Canada's statutory corporate tax rates are 13 points lower than the U.S. and our effective corporate tax rate (or the taxes corporations pay after taking advantage of all the generous depreciation allowances and tax credits) at only 8.5 per cent are one of the lowest rates in the OECD and 10 points below U.S. rates. With big increases in military spending that Trump wants to do and the cost of building a wall to pay for, he will not be able to lower corporate taxes in the U.S. below Canadian rates.
Changes in tax treatment of capital gains or stock options would not have a significant impact on Canadian corporate competitiveness. This is a lame excuse for inaction on this issue.
Budget 2017 shows neither vision nor commitment to the government's promise for a simpler and fairer tax system.
Finance Minister Bill Morneau speaks to journalists after announcing the date of the federal budget on Parliament Hill in Ottawa, March 7, 2017. (Photo: Chris Wattie/Reuters)
Leveling the playing field on e-commerce
It seems random that Uber is the only e-commerce company to be affected by the budget. Google, Facebook, Airbnb and other foreign e-commerce giants continue to be exempted from collecting GST/HST on advertising sales or sales of services in Canada. Uber will be required to do so.
Canadian media outlets are required to collect HST/GST. They are losing advertising revenue and it has caused job losses in the Canadian media and cultural sectors. Leveling the digital playing field by requiring Google and Facebook and other foreign online companies to collect HST/GST and pay corporate income taxes would have enabled Canadian media companies to compete on an equal playing field and stem the loss of jobs in media and the cultural sector. It would have also raised $ 1 billion a year.
More on Tackling Tax Havens
The one area where the Liberal government continues to move forward is in tackling tax havens. The Canada Revenue Agency got $521M for tax-haven enforcement efforts. This is in addition to $444 million earmarked in 2016. Almost $2 billion in new revenue is expected from these efforts over five years.
The government will require that tax facilitators and advisers disclose tax avoidance transactions to the CRA. This was one of the recommendations from the Parliamentary Finance Committee hearings on the KPMG tax scam. This will hopefully prevent tax scams such as KPMG's Isle of Man scandal.
Budget 2017 also commits the government to strengthening corporate and beneficial ownership transparency. This would provide safeguards against money laundering, terrorist financing, and tax evasion. It moves Canada closer to its commitment to international standards.

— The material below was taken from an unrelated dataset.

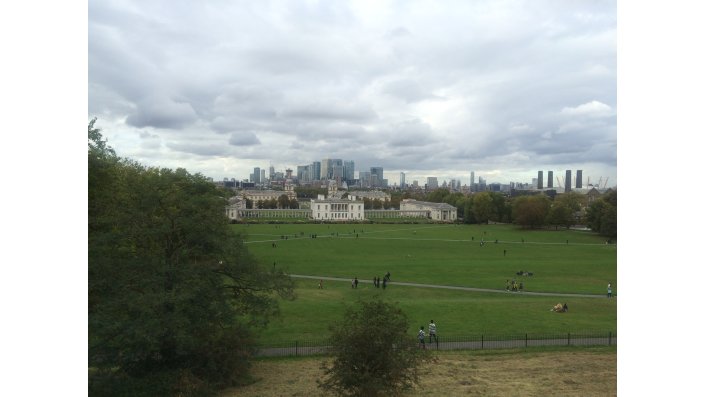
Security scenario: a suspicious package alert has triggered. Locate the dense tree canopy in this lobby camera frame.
[319,299,428,397]
[512,194,551,228]
[88,120,293,396]
[586,190,617,238]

Morneau has also committed that "The government will collaborate with provinces and territories to put in place a national strategy to strengthen the transparency of legal persons and legal arrangements and improve the availability of beneficial ownership information."
Corporate Tax Dodging
This government is to be commended for targeting wealthy individuals using tax havens. The measures to date are paying off so they have decided to do more.
But individual tax dodging comprises only a third of the tax-haven problem. Most of that activity is blatantly illegal and easier to track.
The bigger problem is Canadian multinationals shifting profits to subsidiaries in tax havens. This accounts for two-thirds of haven-related tax loss. Much of what corporations get away with is technically legal. Tackling this challenge requires changes to weak corporate tax laws. Canada should start by requiring that corporations prove economic substance for any subsidiary in a tax haven to qualify as a separate corporate entity for tax purposes. This is a critical step if this government is serious about tackling tax havens.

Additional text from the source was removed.